I’m grateful for the experience. And I mourn the ending of the show. It ended on a lovely, graceful, hopeful note. Classy, and I would expect nothing less from this particular production company.
Saturday, I felt like I’d been hit by a truck. Really awful.
The good news was that my grandmother finally agreed to get a pacemaker.
The bad news was Barbaro’s horrible accident in the Preakness Stakes. At this point, they don’t even know if they can save his life.
I’m sure he would have won. He was so ready for this race – so ready that he forced open the gate when he was loaded, before the race started. He didn’t hurt himself then – he was reloaded without any problem. But, about a sixteenth of a mile in, he broke his ankle, and, in the next few hundred yards it took his jockey to pull him up, broke it again.
Thank God his jockey was Edgar Prado, who always puts the good of the horse first. Thank God he trusted Edgar enough to let him jump off and let the ambulance workers, etc., help him. I’ve watched several injured horses panic and cause further damage, which meant euthanization.
Barbaro’s been transported to the best hospital there is, and undergoes surgery today. I’m hoping for the best.
It was a bittersweet victory for Bernadini, the horse who won, and who won beautifully. Bernadini is an excellent horse (my pick for the exacta, with Barbaro).
But any time a horse is seriously injured like that, the horror of it permeates even a well-earned victory.
I’m taking a leave of absence as an associate editor for The Scruffy Dog Review. I’ll still write my column; I’ll still do the weekly blog (what should have gone up last Wednesday will go up today). But, after I read the latest batch of submissions, I have to take a break. I’m dragging everyone else down, because I can’t keep up with the work. I literally have to spend 6-8 hours per day dealing with The Situation here, and it will only get worse.
A bright spot is that my friend Chaz’s book arrived, and I look forward to reading it in the next week or so. I’m also reading Gail Godwin’s The Making of a Writer: Journals 1961-1963. I highly recommend it for anyone who loves writing or reading. She dissects her process in an interesting way. I’ve enjoyed most of her writing for years, and it’s interesting to see how the original inspirations, as noted in her journals, translate to her fiction. The only thing that gets on my last nerve, thus far, is the way she uses people, especially men. However, she doesn’t sugarcoat it, so perhaps I should be grateful for her honesty?
The question mark at the end of the sentence is deliberate. I was brought up NOT to use people, so I have little tolerance for those who do.
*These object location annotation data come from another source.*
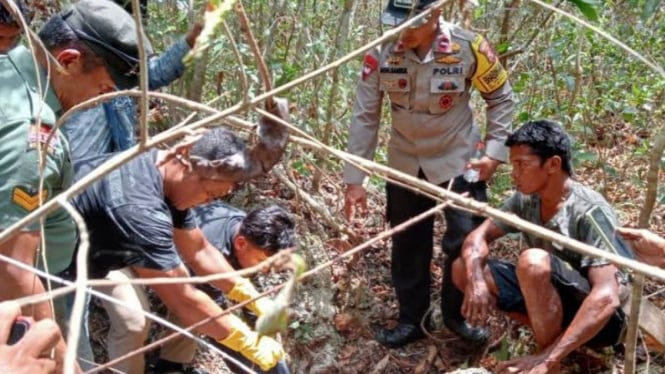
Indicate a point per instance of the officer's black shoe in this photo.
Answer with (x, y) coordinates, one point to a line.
(402, 334)
(169, 367)
(476, 335)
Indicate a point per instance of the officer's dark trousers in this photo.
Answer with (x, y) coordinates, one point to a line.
(412, 249)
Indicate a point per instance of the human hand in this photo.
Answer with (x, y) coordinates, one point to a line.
(648, 246)
(538, 364)
(486, 167)
(244, 290)
(193, 33)
(30, 355)
(264, 351)
(477, 302)
(355, 196)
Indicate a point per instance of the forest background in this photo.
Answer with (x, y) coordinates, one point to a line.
(608, 98)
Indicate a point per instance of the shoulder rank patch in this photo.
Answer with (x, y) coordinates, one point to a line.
(26, 198)
(489, 75)
(449, 60)
(42, 136)
(369, 65)
(395, 60)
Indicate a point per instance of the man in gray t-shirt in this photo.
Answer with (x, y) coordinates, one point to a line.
(566, 298)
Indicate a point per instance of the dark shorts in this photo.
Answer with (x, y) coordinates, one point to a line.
(573, 288)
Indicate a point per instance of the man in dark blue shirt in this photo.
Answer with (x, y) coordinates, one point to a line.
(245, 240)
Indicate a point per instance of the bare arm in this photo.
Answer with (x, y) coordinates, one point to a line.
(192, 306)
(475, 251)
(18, 283)
(648, 246)
(203, 257)
(597, 308)
(188, 303)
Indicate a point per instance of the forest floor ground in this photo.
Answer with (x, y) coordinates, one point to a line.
(338, 310)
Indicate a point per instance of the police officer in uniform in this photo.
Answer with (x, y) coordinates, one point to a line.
(427, 73)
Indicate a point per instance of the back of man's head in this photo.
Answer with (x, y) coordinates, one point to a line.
(271, 228)
(103, 32)
(8, 19)
(546, 139)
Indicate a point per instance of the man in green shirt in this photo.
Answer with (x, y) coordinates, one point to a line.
(95, 44)
(566, 298)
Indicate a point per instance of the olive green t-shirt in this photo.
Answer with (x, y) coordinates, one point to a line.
(26, 128)
(571, 221)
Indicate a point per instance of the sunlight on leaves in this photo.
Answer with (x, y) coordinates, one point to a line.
(214, 16)
(588, 8)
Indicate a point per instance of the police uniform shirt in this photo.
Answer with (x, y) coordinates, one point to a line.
(570, 221)
(129, 220)
(432, 124)
(26, 129)
(219, 223)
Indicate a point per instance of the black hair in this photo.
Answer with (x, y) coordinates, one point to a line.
(271, 228)
(7, 18)
(217, 143)
(546, 139)
(56, 34)
(127, 5)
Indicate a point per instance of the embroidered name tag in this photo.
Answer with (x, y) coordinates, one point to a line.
(27, 197)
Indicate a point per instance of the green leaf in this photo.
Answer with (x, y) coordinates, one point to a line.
(650, 8)
(588, 8)
(214, 16)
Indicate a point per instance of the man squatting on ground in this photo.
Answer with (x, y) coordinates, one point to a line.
(427, 74)
(139, 216)
(26, 130)
(566, 298)
(243, 239)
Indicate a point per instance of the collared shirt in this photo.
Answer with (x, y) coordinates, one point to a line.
(111, 126)
(26, 127)
(571, 221)
(433, 128)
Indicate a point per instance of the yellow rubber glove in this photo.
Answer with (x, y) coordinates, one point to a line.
(244, 290)
(261, 350)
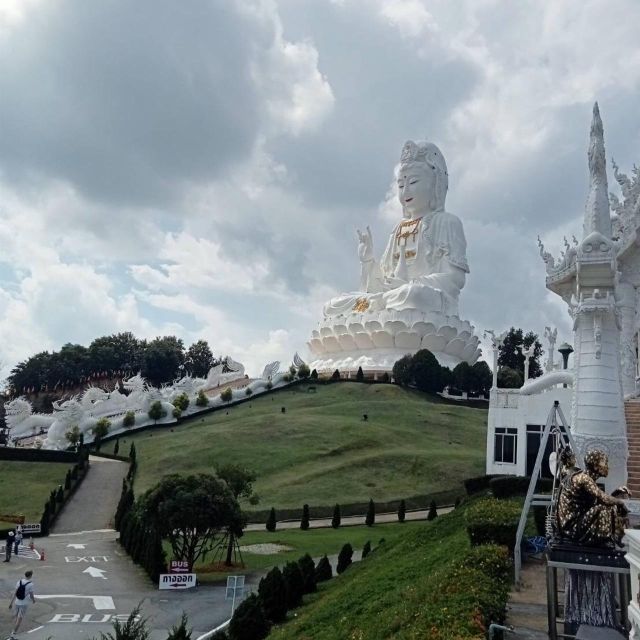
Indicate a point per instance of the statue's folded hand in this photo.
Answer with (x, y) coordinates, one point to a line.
(393, 282)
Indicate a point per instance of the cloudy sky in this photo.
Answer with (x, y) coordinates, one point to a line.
(199, 168)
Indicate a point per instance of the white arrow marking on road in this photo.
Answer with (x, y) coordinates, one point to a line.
(99, 602)
(95, 572)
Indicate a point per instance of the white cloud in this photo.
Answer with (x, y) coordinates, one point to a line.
(409, 16)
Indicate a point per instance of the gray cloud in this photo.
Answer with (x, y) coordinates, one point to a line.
(127, 101)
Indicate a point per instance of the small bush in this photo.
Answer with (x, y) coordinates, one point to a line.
(491, 559)
(135, 628)
(304, 522)
(249, 620)
(335, 520)
(402, 511)
(308, 569)
(491, 521)
(271, 520)
(202, 400)
(323, 570)
(370, 520)
(294, 584)
(180, 631)
(156, 411)
(181, 402)
(344, 558)
(273, 595)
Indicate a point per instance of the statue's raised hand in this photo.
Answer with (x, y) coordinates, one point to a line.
(365, 245)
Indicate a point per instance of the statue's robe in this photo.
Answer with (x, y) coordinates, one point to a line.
(434, 265)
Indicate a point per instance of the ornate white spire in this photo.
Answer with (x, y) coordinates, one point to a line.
(596, 215)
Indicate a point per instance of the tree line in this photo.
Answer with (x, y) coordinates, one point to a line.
(423, 371)
(160, 361)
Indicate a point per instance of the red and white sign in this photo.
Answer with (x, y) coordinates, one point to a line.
(175, 581)
(179, 566)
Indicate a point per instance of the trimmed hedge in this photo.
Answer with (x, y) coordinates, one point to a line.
(478, 483)
(38, 455)
(441, 498)
(510, 486)
(492, 521)
(60, 496)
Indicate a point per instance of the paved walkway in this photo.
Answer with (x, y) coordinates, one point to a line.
(87, 581)
(350, 521)
(94, 503)
(527, 608)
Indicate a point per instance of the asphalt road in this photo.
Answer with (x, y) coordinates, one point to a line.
(72, 603)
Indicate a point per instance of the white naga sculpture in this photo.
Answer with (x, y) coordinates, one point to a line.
(21, 419)
(409, 299)
(94, 403)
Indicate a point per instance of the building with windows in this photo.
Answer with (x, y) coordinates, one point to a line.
(598, 278)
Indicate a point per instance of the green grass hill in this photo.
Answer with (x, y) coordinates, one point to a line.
(320, 450)
(428, 583)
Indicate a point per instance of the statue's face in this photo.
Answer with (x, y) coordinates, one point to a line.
(416, 188)
(603, 467)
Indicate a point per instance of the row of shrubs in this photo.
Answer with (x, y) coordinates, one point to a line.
(336, 518)
(505, 486)
(58, 497)
(339, 511)
(140, 540)
(282, 591)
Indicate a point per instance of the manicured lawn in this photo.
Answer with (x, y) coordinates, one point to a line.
(321, 451)
(315, 542)
(27, 485)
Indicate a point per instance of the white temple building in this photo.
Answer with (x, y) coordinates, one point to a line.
(598, 277)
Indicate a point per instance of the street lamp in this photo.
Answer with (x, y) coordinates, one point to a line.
(565, 350)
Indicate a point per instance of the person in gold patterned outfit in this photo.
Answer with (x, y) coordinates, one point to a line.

I wonder how this knowledge/opinion will affect the way I read her work from now on.
I’m going to roast a chicken for dinner and try to pretend things are normal, at least for a few hours. I gave myself today off.
Tomorrow, I have a stack of paperwork to get through, and I must get back to Real. My characters are understanding about this week’s defection, which makes me even more eager to return.
Also, later tonight, I have to write my Preakness wrap up article.